И надо понимать, что для А. Солженицына нет понятия народ как просто арифметического собрания своих соотечественников. Народ, какой у Н. Бердяева – это «меньшинство», это для него те, кто работает над совершенствованием своей души, кто сохраняет в своей душе русские национальные ценности. Начальник культурно-воспитательной части Соловков, сын священника Успенский, который при своей «плохой» биографии убил своего отца якобы из-за «классовой ненависти», который освоил профессию палача и умел за ночь расстрелять десятки заключенных, не является представителем русского народа. И А. Солженицын несколько раз на протяжении всех частей «Архипелага Гулаг» повторяет, что подлинно русскими людьми являются «истинные религиозные люди», которые сохранили свою душу, свою веру. «На протяжении этой книги, – пишет он, – мы уже замечали их уверенное шествие через Архипелаг – какой-то молчаливый крестный ход с невидимыми свечами. Как от пулемёта падают среди них – и следующие заступают, и опять идут… И как нисколько это не картинно, без декламации… Как не позавидовать этим людям? Разве обстановка к ним благоприятнее? Едва ли! Известно, что „монашек“ только и держали с проститутками и блатными на штрафных ОЛПах. А между тем кто из верующих – растлился? Умирали – да, но – не растлились?[113]
И, конечно, самый эффектный способ сохранить веру в свой народ, защитить свою веру в будущее России – это показать, как в СССР постепенно росло сознание изначального отличия русскости как духовности, чувства сострадания к „несчастьненьким“ от большевистского бесовства. А. Солженицын считает, что жертвы большевизма, представляющие старую Россию, „белые“, представители старой интеллигенции куда более достойно встречали смерть, чем сами большевики, их вожди. Репрессии 1936–1938 годов, пишет А. Солженицын, конечно страшная вещь, но они имели ту пользу, что показали нам, какое убожество, моральное уродство пришло к власти в России в 1917 году. „Может быть, 37 год и нужен был для того, чтобы показать, как мало стоит все их мировоззрение, которым они так бодро хорохорились, разворошивши России, громя ее твердыни, топча ее святыни, – Россию, где им самим такая расправа не угрожала. Жертвы большевиков с 1918 по 1936 никогда не вели себя так ничтожно, как ведущие большевики, когда пришла гроза на них. Если подробно рассматривать всю историю посадок и процессов 1936-38 годов, то отвращение испытываешь не только к Сталину с подручными, но – к унизительно-гадким подсудимым – омерзение к душевной низости их после прежней гордости и непримиримости“[114]
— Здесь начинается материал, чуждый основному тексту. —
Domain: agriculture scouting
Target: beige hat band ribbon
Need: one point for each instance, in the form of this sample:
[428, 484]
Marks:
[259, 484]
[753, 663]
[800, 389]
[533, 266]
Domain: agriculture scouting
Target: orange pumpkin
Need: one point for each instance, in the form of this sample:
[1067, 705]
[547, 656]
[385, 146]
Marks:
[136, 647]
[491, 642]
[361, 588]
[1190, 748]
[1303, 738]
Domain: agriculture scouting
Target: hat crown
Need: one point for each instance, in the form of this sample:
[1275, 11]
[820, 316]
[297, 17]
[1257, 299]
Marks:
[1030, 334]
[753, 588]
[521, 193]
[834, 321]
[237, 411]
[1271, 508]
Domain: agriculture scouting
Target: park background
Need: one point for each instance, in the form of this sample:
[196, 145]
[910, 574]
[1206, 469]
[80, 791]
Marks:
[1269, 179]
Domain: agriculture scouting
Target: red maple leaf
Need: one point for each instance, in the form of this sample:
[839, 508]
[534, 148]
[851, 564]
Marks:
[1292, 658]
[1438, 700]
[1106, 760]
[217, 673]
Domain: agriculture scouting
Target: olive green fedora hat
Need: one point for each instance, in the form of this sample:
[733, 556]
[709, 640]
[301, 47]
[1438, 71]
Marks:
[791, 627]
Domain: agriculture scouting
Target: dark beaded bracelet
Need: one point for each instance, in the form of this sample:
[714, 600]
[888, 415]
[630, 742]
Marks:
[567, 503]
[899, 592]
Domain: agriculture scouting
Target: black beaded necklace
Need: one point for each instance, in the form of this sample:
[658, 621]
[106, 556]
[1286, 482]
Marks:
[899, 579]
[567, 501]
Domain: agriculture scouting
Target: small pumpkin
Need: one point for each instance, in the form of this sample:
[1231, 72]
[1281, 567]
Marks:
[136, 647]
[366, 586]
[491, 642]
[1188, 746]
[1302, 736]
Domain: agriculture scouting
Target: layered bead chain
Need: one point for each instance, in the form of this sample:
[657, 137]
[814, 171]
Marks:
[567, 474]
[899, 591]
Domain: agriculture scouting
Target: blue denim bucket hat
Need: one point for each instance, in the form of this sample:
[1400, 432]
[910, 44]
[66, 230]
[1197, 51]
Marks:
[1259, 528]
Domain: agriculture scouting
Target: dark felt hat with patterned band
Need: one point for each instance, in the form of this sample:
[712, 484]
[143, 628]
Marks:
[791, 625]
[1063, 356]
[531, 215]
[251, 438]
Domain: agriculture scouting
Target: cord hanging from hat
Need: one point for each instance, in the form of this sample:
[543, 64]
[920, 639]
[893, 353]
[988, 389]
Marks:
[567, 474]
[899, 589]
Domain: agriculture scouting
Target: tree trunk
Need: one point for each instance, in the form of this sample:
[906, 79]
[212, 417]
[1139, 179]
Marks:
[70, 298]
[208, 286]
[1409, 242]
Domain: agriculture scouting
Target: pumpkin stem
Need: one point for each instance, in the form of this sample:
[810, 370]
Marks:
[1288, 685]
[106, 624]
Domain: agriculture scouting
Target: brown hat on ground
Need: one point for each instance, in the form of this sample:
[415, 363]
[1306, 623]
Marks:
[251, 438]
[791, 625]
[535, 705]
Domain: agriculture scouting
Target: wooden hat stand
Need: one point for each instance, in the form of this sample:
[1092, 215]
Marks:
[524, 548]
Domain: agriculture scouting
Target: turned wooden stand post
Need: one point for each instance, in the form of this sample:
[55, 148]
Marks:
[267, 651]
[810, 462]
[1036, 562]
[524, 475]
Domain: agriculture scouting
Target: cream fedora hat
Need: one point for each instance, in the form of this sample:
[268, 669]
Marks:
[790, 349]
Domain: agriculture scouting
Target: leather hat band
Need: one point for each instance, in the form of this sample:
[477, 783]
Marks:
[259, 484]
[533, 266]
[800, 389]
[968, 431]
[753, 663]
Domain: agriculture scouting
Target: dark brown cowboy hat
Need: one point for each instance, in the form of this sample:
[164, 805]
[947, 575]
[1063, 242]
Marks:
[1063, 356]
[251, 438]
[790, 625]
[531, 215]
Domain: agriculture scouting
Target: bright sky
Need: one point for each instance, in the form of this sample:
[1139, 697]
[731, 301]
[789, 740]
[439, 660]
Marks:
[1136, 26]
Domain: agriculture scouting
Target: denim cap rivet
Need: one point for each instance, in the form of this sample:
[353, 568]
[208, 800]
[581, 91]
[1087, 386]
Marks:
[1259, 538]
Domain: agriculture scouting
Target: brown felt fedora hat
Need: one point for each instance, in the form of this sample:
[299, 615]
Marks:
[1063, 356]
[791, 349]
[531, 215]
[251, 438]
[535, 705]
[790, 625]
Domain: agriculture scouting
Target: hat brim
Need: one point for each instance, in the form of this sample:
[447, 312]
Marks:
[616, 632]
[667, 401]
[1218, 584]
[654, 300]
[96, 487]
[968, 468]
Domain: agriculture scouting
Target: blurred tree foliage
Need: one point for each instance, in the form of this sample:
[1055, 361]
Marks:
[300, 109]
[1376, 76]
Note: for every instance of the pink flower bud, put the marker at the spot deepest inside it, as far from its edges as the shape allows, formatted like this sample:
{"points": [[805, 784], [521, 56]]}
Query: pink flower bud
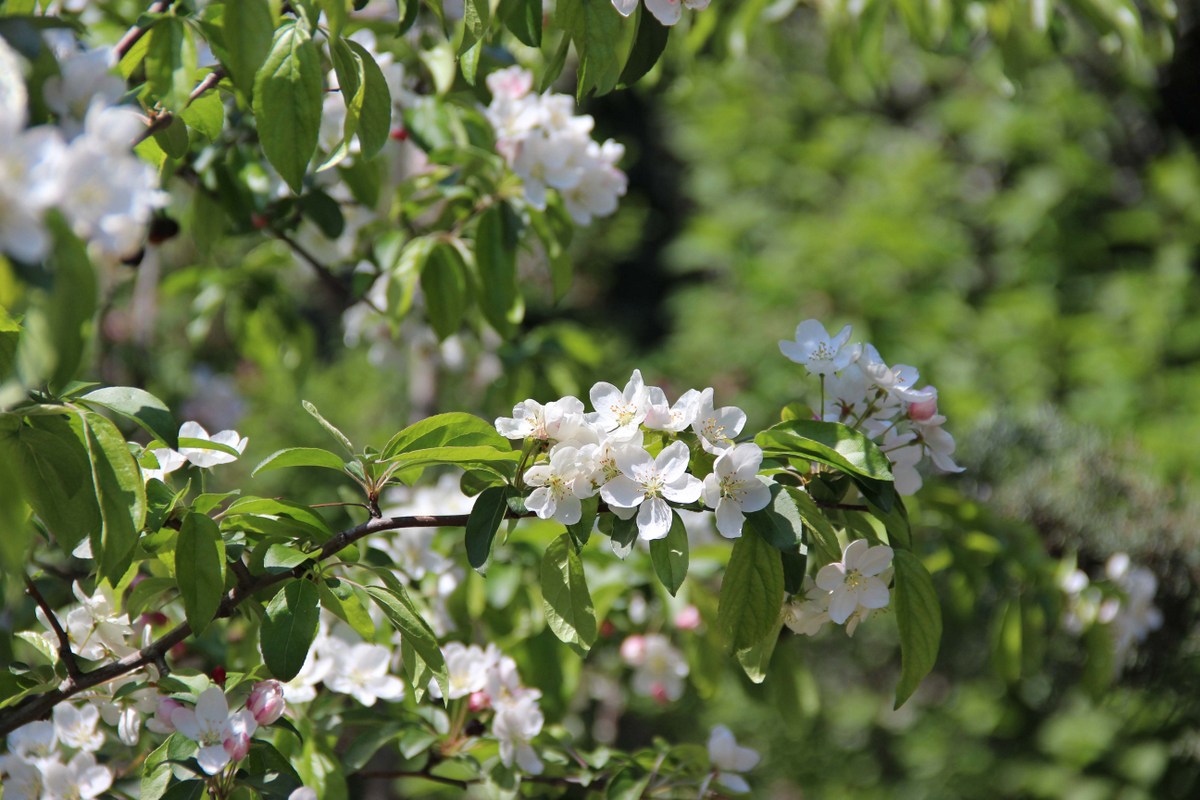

.Проявлением античеловеческой сути большевизма А. Солженицын считает и политику отъема у человека всего, что дает ему ощущение отдельности, обособленности. Сначала отняли у него друга лошадь, а вскоре они „неотступно стали преследовать второго друга – собаку. Их брали на учет, свозили на живодерню, а чаще особыми командами от местных советов застреливали каждую встречную. И на то были не санитарные и не… экономические соображения, основание глубже: ведь собака не слушает радио, не читает газет… и ее сила идет не на государство, а для защиты хозяина как личности“[115]
.Для А. Солженицына моральными уродами являются не только те, кто, как вожди большевизма, создавали программу уничтожения основ русской жизни, но и тех, кто воплощал в жизнь основы ленинизма. Ленинцы для А. Солженицына как правило идиоты и моральные уроды. „В кабинете Кудлатого (начальника одного из лагерей) – стопы ленинских томов. Он вызывает В. Г. Власова и поучает: „Вот тут Ленин пишет, как надо относиться к паразитам“ (Под паразитами он понимает заключенных, выполнивших только 100 %, а под пролетариатом – себя“.